The first is Eric Hoffer's The True Believer. Hoffer was a longshoreman who wrote philosophy between shifts on the docks, and he had zero patience for the flattering idea that people join movements because they weighed the evidence and were persuaded. They join, he says, because they can't stand being who they are. The movement offers a trade, and it's a good deal: hand over your small, disappointing, mortal self, and receive in exchange a share of something enormous and undying. You stop being a guy with a bad job and a failed marriage and become a soldier in a holy war. Who wouldn't take that? The facts are almost beside the point — Hoffer notes that mass movements are basically interchangeable, that the same frustrated person will flip from one to its opposite without much friction, because he was never in it for the content. He was in it to stop being himself.
That explains how people walk in. For how they can't walk out, you need Arthur Koestler's Darkness at Noon.

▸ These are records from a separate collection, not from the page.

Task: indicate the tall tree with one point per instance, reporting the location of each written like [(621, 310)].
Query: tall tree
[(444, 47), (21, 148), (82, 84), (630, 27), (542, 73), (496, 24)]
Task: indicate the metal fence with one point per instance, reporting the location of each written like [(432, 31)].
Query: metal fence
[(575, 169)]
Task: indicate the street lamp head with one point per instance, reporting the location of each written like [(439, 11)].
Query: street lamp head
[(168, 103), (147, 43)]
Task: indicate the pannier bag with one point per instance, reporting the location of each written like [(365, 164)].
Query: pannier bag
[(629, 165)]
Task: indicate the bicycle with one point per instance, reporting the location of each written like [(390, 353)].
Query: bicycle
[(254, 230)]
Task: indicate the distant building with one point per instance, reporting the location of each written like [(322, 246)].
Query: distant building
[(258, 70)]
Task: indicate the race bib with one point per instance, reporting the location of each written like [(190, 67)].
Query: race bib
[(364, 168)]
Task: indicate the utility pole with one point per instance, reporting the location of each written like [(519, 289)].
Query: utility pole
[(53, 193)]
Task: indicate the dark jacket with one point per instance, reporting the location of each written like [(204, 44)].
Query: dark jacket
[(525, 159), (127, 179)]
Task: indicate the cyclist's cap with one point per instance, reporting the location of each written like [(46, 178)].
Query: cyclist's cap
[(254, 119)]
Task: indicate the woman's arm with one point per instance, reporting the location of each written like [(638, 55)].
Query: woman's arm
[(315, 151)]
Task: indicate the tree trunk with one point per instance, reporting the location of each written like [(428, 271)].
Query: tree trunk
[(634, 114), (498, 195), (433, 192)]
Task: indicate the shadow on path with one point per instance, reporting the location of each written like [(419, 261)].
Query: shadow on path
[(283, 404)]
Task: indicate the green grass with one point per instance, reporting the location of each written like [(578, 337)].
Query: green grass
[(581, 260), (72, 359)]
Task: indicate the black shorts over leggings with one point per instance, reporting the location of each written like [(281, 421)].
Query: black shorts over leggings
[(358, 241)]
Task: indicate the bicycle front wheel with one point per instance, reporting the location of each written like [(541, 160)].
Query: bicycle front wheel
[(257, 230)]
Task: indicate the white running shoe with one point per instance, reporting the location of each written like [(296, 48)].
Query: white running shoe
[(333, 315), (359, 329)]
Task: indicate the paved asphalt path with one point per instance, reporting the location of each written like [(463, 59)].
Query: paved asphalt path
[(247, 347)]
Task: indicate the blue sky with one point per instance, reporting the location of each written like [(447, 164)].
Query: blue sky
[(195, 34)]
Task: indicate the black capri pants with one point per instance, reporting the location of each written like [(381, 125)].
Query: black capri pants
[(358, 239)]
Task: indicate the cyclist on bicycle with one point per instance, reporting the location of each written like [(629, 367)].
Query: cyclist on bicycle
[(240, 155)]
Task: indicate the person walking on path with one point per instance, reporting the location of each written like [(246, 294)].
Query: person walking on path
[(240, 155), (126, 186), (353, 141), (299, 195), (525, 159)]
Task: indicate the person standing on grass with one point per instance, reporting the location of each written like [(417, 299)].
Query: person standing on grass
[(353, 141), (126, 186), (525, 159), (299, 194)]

Koestler's Rubashov is an old revolutionary arrested by the revolution he helped build. He's interrogated, and over the course of the book he reasons himself into confessing to crimes he never committed — sabotage, treason, plots that exist only on paper — and then into dying for them. Here's what I can't shake: he isn't tortured into it, not really, and he isn't stupid. He's the smartest man in the book. He confesses because he still believes the premise. The Party, as he puts it, "denied the free will of the individual — and at the same time exacted his willing self-sacrifice." The stubborn inner voice that keeps objecting — the conscience, the first-person I — he has a contemptuous name for it: the grammatical fiction. Once the self is a fiction and the Party's forward motion is the only fact, his guilt or innocence is a rounding error, and the logic runs clean to the cellar where they shoot him. His intelligence isn't his defense; it's his executioner. He's too rigorous to find the exit, because the exit means saying the one thing he can't: the premise is wrong.

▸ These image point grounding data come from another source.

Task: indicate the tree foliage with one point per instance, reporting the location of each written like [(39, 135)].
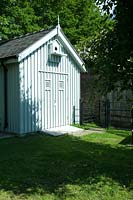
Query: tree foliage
[(112, 51)]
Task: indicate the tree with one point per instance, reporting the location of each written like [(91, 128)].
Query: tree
[(111, 52), (17, 18)]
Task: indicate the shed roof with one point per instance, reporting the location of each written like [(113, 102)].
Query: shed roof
[(22, 46), (15, 46)]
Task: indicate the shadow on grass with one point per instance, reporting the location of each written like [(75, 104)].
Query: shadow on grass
[(48, 163)]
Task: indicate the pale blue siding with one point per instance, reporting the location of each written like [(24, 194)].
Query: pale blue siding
[(49, 88)]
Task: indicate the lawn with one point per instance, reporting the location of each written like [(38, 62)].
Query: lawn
[(91, 167)]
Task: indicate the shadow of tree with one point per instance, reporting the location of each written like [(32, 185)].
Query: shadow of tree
[(49, 163)]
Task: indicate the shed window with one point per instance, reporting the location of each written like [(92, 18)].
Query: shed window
[(47, 84)]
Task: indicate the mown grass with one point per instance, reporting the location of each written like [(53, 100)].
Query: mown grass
[(92, 167)]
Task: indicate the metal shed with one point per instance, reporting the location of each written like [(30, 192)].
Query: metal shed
[(39, 82)]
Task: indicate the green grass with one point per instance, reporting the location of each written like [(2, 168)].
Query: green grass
[(92, 167), (87, 126)]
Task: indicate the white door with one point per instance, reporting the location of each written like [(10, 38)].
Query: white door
[(55, 100)]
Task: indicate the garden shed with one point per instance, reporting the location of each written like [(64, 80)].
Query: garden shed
[(39, 82)]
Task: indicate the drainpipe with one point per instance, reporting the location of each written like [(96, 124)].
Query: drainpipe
[(5, 95)]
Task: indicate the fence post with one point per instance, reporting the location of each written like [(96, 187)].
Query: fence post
[(74, 114), (132, 123), (81, 112), (107, 113)]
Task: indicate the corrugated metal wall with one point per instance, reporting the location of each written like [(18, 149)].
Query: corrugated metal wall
[(49, 88), (1, 98)]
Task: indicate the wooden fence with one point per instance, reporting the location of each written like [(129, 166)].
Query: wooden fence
[(106, 113)]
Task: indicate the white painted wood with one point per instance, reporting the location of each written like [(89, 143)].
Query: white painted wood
[(43, 91)]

Put the two together and you've got most of politics, and a fair amount of human nature besides. Hoffer tells you why people surrender themselves to a cause. Koestler tells you why, once they have, no argument can reach them — because they're not defending a conclusion you can refute, they're defending the floor they're standing on. The villain in both books is the same, and it isn't ignorance. It's a certain kind of cleverness with nowhere good to go. Give a frustrated, capable person a premise that makes their pain mean something, and they will out-argue you for the rest of their lives.
Which is bleak, so here's the one consolation. The thing that saves you was never being smart — smart is the delivery mechanism. It's keeping some ungovernable, un-absorbable scrap of yourself back from the collective, the part that can look at a beautifully constructed argument ending in a firing squad and say, plainly, no, I think this is insane, without being able to prove why on the movement's own terms. Rubashov's tragedy is that he traded that scrap away years before they ever arrested him. By the time he needed it, it was gone.
Read the two books back to back some weekend. Then think about the last person you knew who went under, and the last time you felt the pull yourself. That's the uncomfortable part. Hoffer and Koestler aren't writing about them.